How to get mental health support at work when restrictions are lifted
“The pandemic has brought about significant and sudden changes in our lives, including the way we work. As the lockdown eases, employees will again have to adapt quickly, presenting challenges to our sanity. “
Many people have found that their mental health has been affected by the easing of the lockdown. Photo by Surface on Unsplash
If your sanity has taken a hit with the end of Covid restrictions, you are not alone.
More than half of people felt worried about seeing and being around other people before lockdown rules were completely relaxed on so-called ‘Freedom Day’ on July 19, research shows run by a mental health charity Listen.
And 46% of those who had been vaccinated were still worried about catching coronavirus, according to a survey of nearly 10,000 people in England.
The pandemic has also meant that one in four adults and more than one in six young people have experienced mental distress for the first time, while NHS figures show the number of people in contact with mental health services is highest since the first lockdown.
While some people will continue to work from home for the foreseeable future, many companies have adopted a hybrid model, which means some employees may be facing a return to the office for the first time since the March 2020 lockdown.
Emma Mamo, Head of Workplace Wellbeing at Mind, said: “The pandemic has brought about significant and sudden changes in our lives, including the way we work.

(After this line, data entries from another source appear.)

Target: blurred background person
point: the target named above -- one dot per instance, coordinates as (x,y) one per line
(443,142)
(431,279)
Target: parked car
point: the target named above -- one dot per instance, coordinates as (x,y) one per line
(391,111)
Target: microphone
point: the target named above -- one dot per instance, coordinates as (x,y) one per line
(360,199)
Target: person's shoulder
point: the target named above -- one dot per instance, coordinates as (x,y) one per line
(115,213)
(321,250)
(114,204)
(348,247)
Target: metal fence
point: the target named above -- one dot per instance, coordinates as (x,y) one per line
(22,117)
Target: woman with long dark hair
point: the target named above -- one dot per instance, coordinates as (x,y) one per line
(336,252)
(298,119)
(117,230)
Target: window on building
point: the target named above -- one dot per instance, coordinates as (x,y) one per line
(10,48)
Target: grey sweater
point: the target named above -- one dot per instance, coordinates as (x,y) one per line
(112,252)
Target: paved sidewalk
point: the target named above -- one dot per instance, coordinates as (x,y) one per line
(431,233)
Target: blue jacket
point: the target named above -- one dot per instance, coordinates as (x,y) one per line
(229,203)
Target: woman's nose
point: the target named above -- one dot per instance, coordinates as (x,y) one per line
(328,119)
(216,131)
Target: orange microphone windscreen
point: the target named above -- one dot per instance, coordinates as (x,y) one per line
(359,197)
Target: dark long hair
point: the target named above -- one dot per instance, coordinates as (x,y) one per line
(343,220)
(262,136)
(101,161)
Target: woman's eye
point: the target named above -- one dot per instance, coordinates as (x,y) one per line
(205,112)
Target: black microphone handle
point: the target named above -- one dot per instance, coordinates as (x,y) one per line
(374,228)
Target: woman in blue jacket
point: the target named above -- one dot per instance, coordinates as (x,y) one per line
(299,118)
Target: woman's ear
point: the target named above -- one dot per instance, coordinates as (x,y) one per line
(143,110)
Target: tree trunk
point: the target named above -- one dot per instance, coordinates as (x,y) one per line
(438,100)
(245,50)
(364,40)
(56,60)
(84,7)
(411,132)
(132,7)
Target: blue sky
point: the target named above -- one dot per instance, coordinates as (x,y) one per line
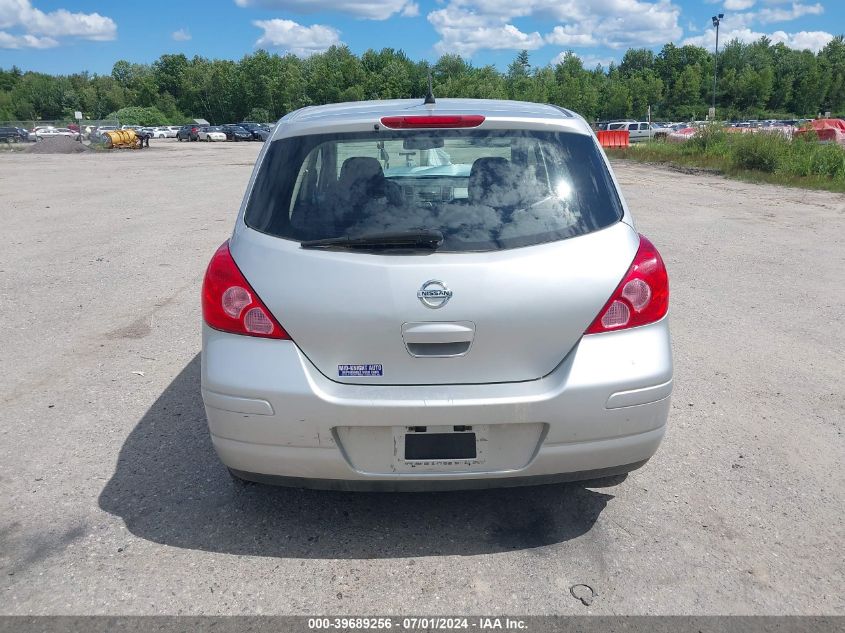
(64,36)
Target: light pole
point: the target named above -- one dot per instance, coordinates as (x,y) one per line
(716,20)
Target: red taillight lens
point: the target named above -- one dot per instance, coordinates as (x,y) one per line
(230,304)
(428,122)
(642,297)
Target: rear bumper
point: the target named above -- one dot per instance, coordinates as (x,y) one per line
(273,417)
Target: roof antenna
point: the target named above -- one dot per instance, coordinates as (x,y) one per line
(429,97)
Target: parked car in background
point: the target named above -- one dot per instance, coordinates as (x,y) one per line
(258,131)
(640,130)
(457,364)
(236,132)
(12,135)
(188,132)
(211,133)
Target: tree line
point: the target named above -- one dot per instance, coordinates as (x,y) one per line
(757,80)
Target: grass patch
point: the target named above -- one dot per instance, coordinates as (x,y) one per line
(761,157)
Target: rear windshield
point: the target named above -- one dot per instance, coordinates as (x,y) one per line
(485,190)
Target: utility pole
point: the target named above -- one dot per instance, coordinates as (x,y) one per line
(716,20)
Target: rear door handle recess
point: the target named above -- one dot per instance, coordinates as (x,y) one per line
(438,338)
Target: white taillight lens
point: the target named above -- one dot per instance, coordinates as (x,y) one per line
(234,300)
(617,315)
(638,293)
(229,303)
(641,297)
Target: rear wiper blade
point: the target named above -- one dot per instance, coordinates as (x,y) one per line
(424,238)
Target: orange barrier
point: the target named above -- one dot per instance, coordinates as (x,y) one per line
(613,138)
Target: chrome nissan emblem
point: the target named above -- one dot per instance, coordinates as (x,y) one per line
(434,294)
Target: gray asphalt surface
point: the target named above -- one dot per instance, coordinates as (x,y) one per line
(113,502)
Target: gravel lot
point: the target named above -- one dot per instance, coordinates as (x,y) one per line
(112,501)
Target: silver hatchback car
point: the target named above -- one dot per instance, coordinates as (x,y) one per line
(424,296)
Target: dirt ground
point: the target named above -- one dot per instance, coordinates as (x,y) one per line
(113,502)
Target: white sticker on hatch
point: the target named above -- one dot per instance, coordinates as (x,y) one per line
(360,370)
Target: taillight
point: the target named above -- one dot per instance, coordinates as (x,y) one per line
(230,304)
(642,297)
(428,122)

As the lockdown eases, employees will again have to adapt quickly, presenting challenges to our sanity. “
What workplaces can do to support employees
There are many “inexpensive little tweaks,” according to Mamo.
People returning to the office may be faced with daily commutes on busier public transport and also around people who have chosen not to wear masks, which can cause anxiety. One of the ways that workplaces can support their staff is by offering flexible working hours to allow staff to avoid a busy commute. Mind also suggests that subsidized exercise classes and generous vacation allowances “can make a huge difference to employees.”
Mamo recommends using Action plans for the well-being of the mind, available free online. She said, “Developed with your manager, these tailored plans can help you identify your individual triggers for stress and poor mental health and describe what can help prevent or relieve symptoms.”
How to talk about your mental health at work
“You don’t have to be an expert to talk about mental health, but organizations need to make sure that employees feel they have the skills and knowledge they need to be able to identify and to support their colleagues when they encounter a problem, especially for those who work remotely, where it may be more difficult to communicate and spot signs, ”said Mamo.
Training courses such as Mental Health First Aid or those offered by Mind can provide employers and employees with greater understanding and awareness.
Mamo added: “Because our physical and mental health go hand in hand, we would like training to be given the same priority as physical first aid in the workplace, so that staff know what to do if a colleague has problems with their health. mental health, or a mental health crisis.
How to talk to your coworkers about their mental health
If you’re worried about a coworker, ask them how they’re doing, listen non-judgmentally, support them, and let them know how they’re doing internally and externally.
Mamo said, “Try to avoid making assumptions about your coworker’s mental health and its impact on their work. People with mental health issues can and do make a valuable contribution to the workplace, but some may need additional support. “
The advantages of prioritizing employee well-being
According to Mind, organizations that prioritize employee well-being have workers who are more productive, loyal, and less likely to take sick leave.
“With poor mental health rampant across the country, the well-being of staff has never been a higher priority for employers,” Mamo said.
Legal requirements to support mental health at work
Under the Equality Act 2010, employees who disclose that they have a disability, including mental health issues that have a substantial effect on your day-to-day operations, are legally entitled to reasonable adjustments.
These could include more regular catch-ups with managers, a change of workspace, working hours or breaks.
Mamo said: “We want employers to create an environment where staff feel able to speak openly about stress and poor mental health at work, including all the issues they face – whether personal, professionals or a combination. “
How to talk to your boss about your mental health
It can be difficult to open up to your boss for the first time.
Ideally, your manager or supervisor would create a space for you to talk about any issues you face – personal or business – by checking in regularly with staff or including a “temperature check” at meetings to review. current measures in place to support mental well-being.
If your manager doesn’t create the space for you to talk about wellness, it can be more difficult to start that dialogue. It depends on the relationship you have with your manager, but if you have a good relationship and trust him, you can meet with him one-on-one to discuss what’s going on. The presence of an HR person will make the meeting more formal and would not normally be necessary at first. But if you don’t get anything in the first meeting, this might be a smart next step.
If you are planning to speak to your boss for the first time, also consider where you would like the meeting to take place.
If you are having nothing to do with your managers and HR team, or if you are treated differently, demoted or even lose your job because of the disclosure of a mental health problem, seek advice from Acas or the Mind legal line – 0300 466 6463 (lines open Monday to Friday, 9 a.m. to 6 p.m. or by email [email protected]).